Specifically, Zimel said that retail space per capita in the greater Austin area was about 44 square feet, whereas other Sun Belt markets typically average about 65 square feet of retail space per head. Based on the current population, Zimel said that Austin would need to add about 21 million square feet of be in line with those other market averages. He also conceded that suburban markets make the most sense as landing zones for that product and noted that the bulk of Endeavor’s development pipeline is concentrated in those areas.
Evan Dyer, principal of retail development at Hunington Properties, said that many tenants are still pushing hard to expand in the Austin area because “they can see that growth happening.” He cited one of Hunington’s tenant partners, 7-Eleven, as an example of an operator that sees major potential in the region, just not necessarily in prime locations.
Dyer also talked at length about retail development prospects in the northern suburb of Georgetown, where both single-family and multifamily residential development are still happening and more national and regional retailers are planting their flags. Centers anchored by San Antonio-based grocer H-E-B have been especially successful in bringing in new uses, Dyer noted.
His analysis of this submarket touched on the importance of trusting in the future growth, especially with regard to operators that are not intimately familiar with the Austin market.

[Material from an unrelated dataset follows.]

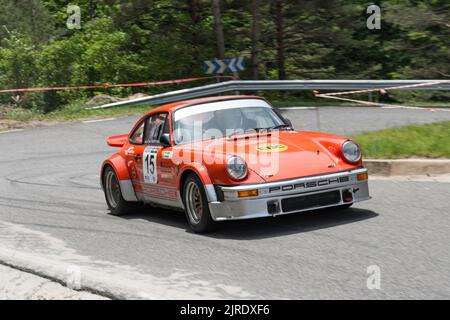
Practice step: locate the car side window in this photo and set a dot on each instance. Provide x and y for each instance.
(138, 135)
(154, 128)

“The initial view of this corridor, from a lot of brokers and users themselves [who are] from outside of Austin is ‘this is green,’” Dyer said. “And we tell them, ‘don’t leave, because in two years when we’re done, you’re going to wish you were here.’ And if those brokers or users are coming in from somewhere else and are used to different pricing or dynamics, they’re going to miss the boat. So now is the time to get in.”
Felipe Castillo, partner at Austin-based developer PlaceMKR, immediately seconded that notion, stating that, “a theme of Austin is that we’re typically looking 12 to 18 months ahead.” Castillo acknowledged that certain suburban nodes do still look and feel very “green” to the untrained observer, but also cited multiple projects that have already established a blueprint for success, provided the developers have the proper foresight.
Blake Berg, senior vice president of development and construction at Houston-based DC Partners, spoke to the importance of developers staying true to their visions and development practices as a means of cracking into high-barrier-to-entry markets. He espoused the belief that trusting in the authenticity and originality of projects would prevail, macroeconomic disruptors notwithstanding.
“There’s been so much volatility in the past five years, from COVID to supply chains to interest rates to an election cycle. You have to react somewhat to the market, but the worst thing a developers can do is have volatile swings on what their thesis is,” Berg said. “Even if you’re a merchant developer building to sell, if you develop your project with a lifelong mindset and get really good at your craft, you have to believe in that vision and what your competitive advantage is.”